A modern, secure web application for monitoring Azure DevOps activity across your organization. Get a unified, real-time feed of pull requests and work items from all your projects in one place.

• Unified Feed: View pull requests and work items from all projects in a single timeline
• Real-time Updates: Automatic refresh with background caching for offline access
• Smart Filtering: Filter by type, project, person, work item type, PR status, or search
• Customizable Time Range: From last hour to all-time activity
• Personal Notes: Add private notes to any PR or work item
• Pin & Save: Pin important items and save for later review

• ✅ Comprehensive Input Validation with Zod schemas
• ✅ Content Security Policy and security headers (HSTS, X-Frame-Options, etc.)
• ✅ CSRF Protection on all API endpoints
• ✅ Client-side Rate Limiting to prevent abuse
• ✅ Error Sanitization to prevent information leakage
• ✅ Request Timeouts to prevent hanging connections
• ✅ WIQL Injection Prevention for work item queries
• ✅ Zero Dependencies Vulnerabilities

• 🎨 Beautiful, responsive UI built with Tailwind CSS
• 🚀 Fast performance with Next.js 16 and Turbopack
• 💾 Offline-capable with localStorage caching
• 📱 Mobile-friendly responsive design
• 🔔 New item notifications with visual indicators
• 📊 Activity statistics and metrics

• Node.js 20+
• npm or yarn
• Azure DevOps Personal Access Token with read permissions

# Clone the repository
git clone <your-repo-url>
cd azdonewsfeed

# Install dependencies
npm install

# Run development server
npm run dev

Open http://localhost:3000 in your browser.

1. Click Settings in the navigation
2. Enter your Azure DevOps Organization name
3. Create a Personal Access Token (PAT) with these scopes:
   • Code: Read (for pull requests)
   • Work Items: Read (for work items)
4. Configure your preferences:
   • Time range (e.g., last 7 days or all time)
   • Projects to monitor (specific projects or all)
   • Fetch limits for PRs and work items
5. Click Test Connection to verify
6. Click Save to start monitoring

This application takes security seriously. See SECURITY.md for comprehensive documentation.
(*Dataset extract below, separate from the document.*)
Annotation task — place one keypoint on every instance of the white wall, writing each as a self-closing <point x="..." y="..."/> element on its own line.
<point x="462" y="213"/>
⚠️ PAT Storage: Your Personal Access Token is stored in browser localStorage. This is suitable for development but has limitations:

• Only use read-only PATs with minimal permissions
• Never use admin or write permissions
• Your PAT is only sent to Azure DevOps APIs, never to third parties
• Use only on trusted devices

• All traffic forced over HTTPS
• Comprehensive Content Security Policy
• Input validation on all user inputs
• Rate limiting to prevent API abuse
• CSRF protection on all POST endpoints
• Sanitized error messages

# Run all tests
npm test

# Run tests in watch mode
npm run test:watch

# Run tests with coverage
npm run test:coverage

Test Coverage: 43 tests covering security features, validation, rate limiting, and UI components.

azdonewsfeed/
├── src/
│   ├── app/                 # Next.js app router pages
│   │   ├── api/            # API routes
│   │   ├── settings/       # Settings page
│   │   └── page.tsx        # Home page
│   ├── components/         # React components
│   │   ├── FeedShell.tsx   # Main feed component
│   │   ├── PostCard.tsx    # Feed item card
│   │   └── DetailPanel.tsx # Detail sidebar
│   └── lib/                # Utilities and libraries
│       ├── azdo.ts         # Azure DevOps API client
│       ├── validation.ts   # Input validation schemas
│       ├── ratelimit.ts    # Rate limiting utility
│       └── types.ts        # TypeScript types
├── __tests__/              # Test files
├── SECURITY.md             # Security documentation
└── package.json

• Framework: Next.js 16 with App Router
• Language: TypeScript 5
• Styling: Tailwind CSS 4
• Validation: Zod
• Testing: Jest + React Testing Library
• Build Tool: Turbopack

npm run dev          # Start development server
npm run build        # Build for production
npm run start        # Start production server
npm run lint         # Run ESLint
npm test             # Run tests
npm run test:watch   # Run tests in watch mode
npm run test:coverage # Run tests with coverage

• Development Teams: Monitor PR activity across all repositories
• Project Managers: Track work item progress in real-time
• DevOps Engineers: Unified view of development and operations activity
• Team Leads: Stay informed on team contributions and blockers
• Individual Developers: Follow work that matters to you

Contributions are welcome! Please ensure:

• All tests pass (npm test)
• Code follows TypeScript best practices
• Security considerations are addressed
• Documentation is updated

This project is for demonstration and educational purposes.

Built with Next.js and powered by the Azure DevOps REST API.

Note: This is a client-side application with PAT-based authentication. For production use with sensitive organizations, consider implementing OAuth 2.0 and server-side authentication. See SECURITY.md for details.